Simon Hughes: I am prompted by what the hon. Gentleman said to ask him what we would say if the European Parliament, where there has been some concern about the matter, suddenly decided that such expenses would not be disclosed and if Members of the European Parliament were entitled to say that they were not obliged to tell us what they spent on air fares or train fares. There has been abuse, but it has only emerged because it has been in the public domain.

Mr. Winnick: I can imagine the reaction in the House of Commons if the European Parliament did anything of the kind.

I come back to the point that I made in an intervention: the strong and cynical feelings, however wrong they may be, that would arise if the Bill were passed without the amendments and we did not have to disclose the information. Surely the reaction is bound to be, however much we may dislike it, that MPs have something to hide, and that having passed the 2000 Act for everyone else, we were exempt. That feeling would do no service to MPs. Suspicion would continue to exist that we are trying to hide information and have taken the necessary steps.

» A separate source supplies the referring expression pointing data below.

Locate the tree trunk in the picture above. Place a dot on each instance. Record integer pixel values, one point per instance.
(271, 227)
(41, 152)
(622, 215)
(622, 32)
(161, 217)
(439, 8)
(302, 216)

The hon. Gentleman mentioned the devolved institutions: the Scottish Parliament and the Welsh Assembly. As I understand it, there has been no attempt on their part whatever to conceal their expenses, so we would have a situation—let us be clear about it—where the European Parliament, the Welsh Assembly, the Scottish Parliament and the Northern Ireland Assembly disclosed information, which would be in the public domain—

Simon Hughes: And local authorities.

Mr. Winnick: Indeed. All the information concerning those elected bodies would be in the public domain. What about the House of Commons, the sovereign Parliament? It would appear that, while those other public bodies had to disclose, in law, rightly, how money was spent, we were exempt. How can we justify that? If the Bill were to become law, how could we go to our constituents and local newspapers and try to justify concealing this information?

I said that my remarks would be brief, and I have no wish to prolong my speech on this group of amendments, but let me repeat the following point. Although few Members are present in the Chamber, the standing and reputation of the House of Commons are at stake. It would be disastrous if the Bill became law, and if it is to become law that is all the more reason why the amendments should be passed, as that would give some protection—minimum protection, but nevertheless some protection as far as the public are concerned. However, I hope that when we come to vote on the Bill at half-past 2, sufficient Members will be present to ensure that it is rejected.